Morrell estaba conmigo el sábado cuando encontré a Buffalo Bill en mi casa exigiendo que le entregara a su nieto, pero aun suponiendo que Morrell fuese la clase de tío que saldría a buscar a Billy sin decírmelo, no estaba en forma para esa tarea. Y tampoco le iba la bebida.
Abrí mi teléfono y pulsé la tecla de marcación rápida del número de Morrell pero acto seguido lo volví a cerrar: eran más de las dos y media. Carecía de sentido despertarlo por algo que podría preguntarle por la mañana. Además, tenía a los dos matones que habían forzado el maletero. Podrían contestar unas cuantas preguntas.
Justo en ese momento se armó un alboroto detrás de mí: el señor Contreras gritaba, Mitch ladraba desaforado y de pronto oí un chisporroteo de grava cuando nuestros cautivos echaron a correr. Salí de los helechos tan deprisa como pude dejando caer los dos libros en la carrera. Los jóvenes corrían por Swing. Mitch se liberó del señor Contreras y salió como una flecha tras ellos.
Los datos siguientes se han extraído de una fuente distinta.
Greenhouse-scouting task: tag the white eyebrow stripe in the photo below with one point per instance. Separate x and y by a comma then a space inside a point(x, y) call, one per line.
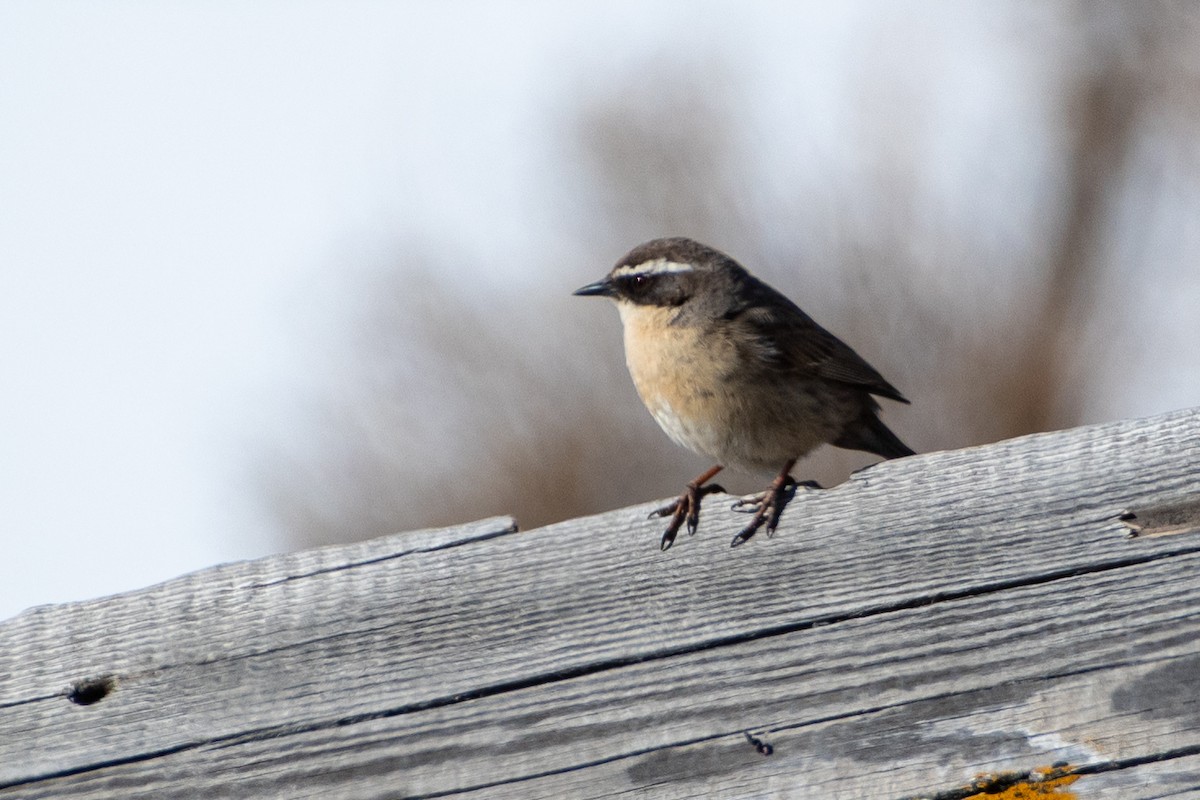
point(654, 266)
Ordené a Mitch que volviera, pero ni siquiera acortó el paso. Salí disparada tras él. Oí los pesados pasos del señor Contreras durante unos metros, pero el tráfico de arriba pronto se tragó el ruido. En la calle Cien los jóvenes giraron al oeste, hacia el río, con Mitch pisándoles los talones. Aún corrí una manzana más antes de admitir que los había perdido. Me quedé parada, tratando de discernir hacia dónde habían ido, pero lo único que oía era el traqueteo amortiguado de los camiones en la Skyway y el chapoteo del río en alguna parte a mi izquierda.
Regresé hacia Ewing. Si Mitch los atrapaba oiría el jaleo. Pero tendría que estar loca de remate para dejar la avenida principal y adentrarme a pie por aquellas calles sin salida y por los solares pantanosos que aquellos tipos consideraban su casa.